Mobile CPUs: Penryn vs Core

Posted at: Thursday 13th March 2008 by Clive Webster

We put Intel's new 45nm, Penryn-based mobile CPU to the test against a compartively priced, older 65nm Core-based mobile CPU.

Intel has taken only three months to port its 45nm manufacturing process from desktop to laptop chips. We delve into the silicon to find out why we’ve had to wait at all, and discover how Intel has optimised the Penryn architecture for use in dinky laptops.

Shrinking the manufacturing process usually results in faster switching transistors, which enables higher clock frequencies. However, as Intel wants to make its mobile CPUs as cool-running and power-efficient as possible, the new 45nm T8000- and T9000-series CPUs are built for power saving rather than just speed. Rather than designing a smaller transistor that just switches faster, Intel has designed mobile Penryn transistors to have five times less source-to-drain power leakage than their predecessors.

On top of this, shrinking transistors yields an inherent power saving advantage, thanks to lowering the power required for switching. With differences in cache and core speed, we wanted to test the T9300 of the Rock Xtreme 7700-T9300-8800 against a 65nm Core-based CPU. The 2.4GHz Core 2 Duo T7700 costs roughly the same, so we swapped that into the Rock to ensure a fair test. The difference between the clock speeds is 4 per cent, but the T9300 is about eight per cent faster, so Penryn’s extra cache and design tweaks clearly work well.
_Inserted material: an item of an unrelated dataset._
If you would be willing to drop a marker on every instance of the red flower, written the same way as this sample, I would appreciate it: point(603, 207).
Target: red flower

As well as optimising the transistors for increased power savings, Intel has added several new technologies to the mobile Penryn CPUs. There’s a new power-down state called Deep Power Down (or C6), which not only shuts down the processing core, as with other power-saving technologies, but can also flush the processor’s cache into system memory. The whole CPU can then shut down, and when it wakes up, it can fetch its cache data from system memory and be back in full operation in less than 150ms. With the inherent power saving that smaller transistors bring, plus the large decrease in source-to-drain leakage, a laptop with a Penryn-based mobile Core 2 Duo should be usable for longer than a Core-based CPU with 65nm transistors.

To find out how much difference these new power-saving technologies make, we tested the Core 2 Duo T9300 against the similarly priced Core 2 Duo T7700. We used the smallfft test in Orthos to load both cores fully for an absolute worst-case scenario, and then left the laptop idle in Windows to provide a best-case scenario. In both cases, we dimmed the screen to minimum to exaggerate the effects of the CPUs. We also ran our usual gaming battery test with Oblivion, using the usual half-screen brightness.

As you can see, the Penryn-based T9300 is much more power-efficient than the Core-based CPU. It’s around 17 per cent better when under full load (the Orthos test), and 7 per cent better during our Oblivion game test.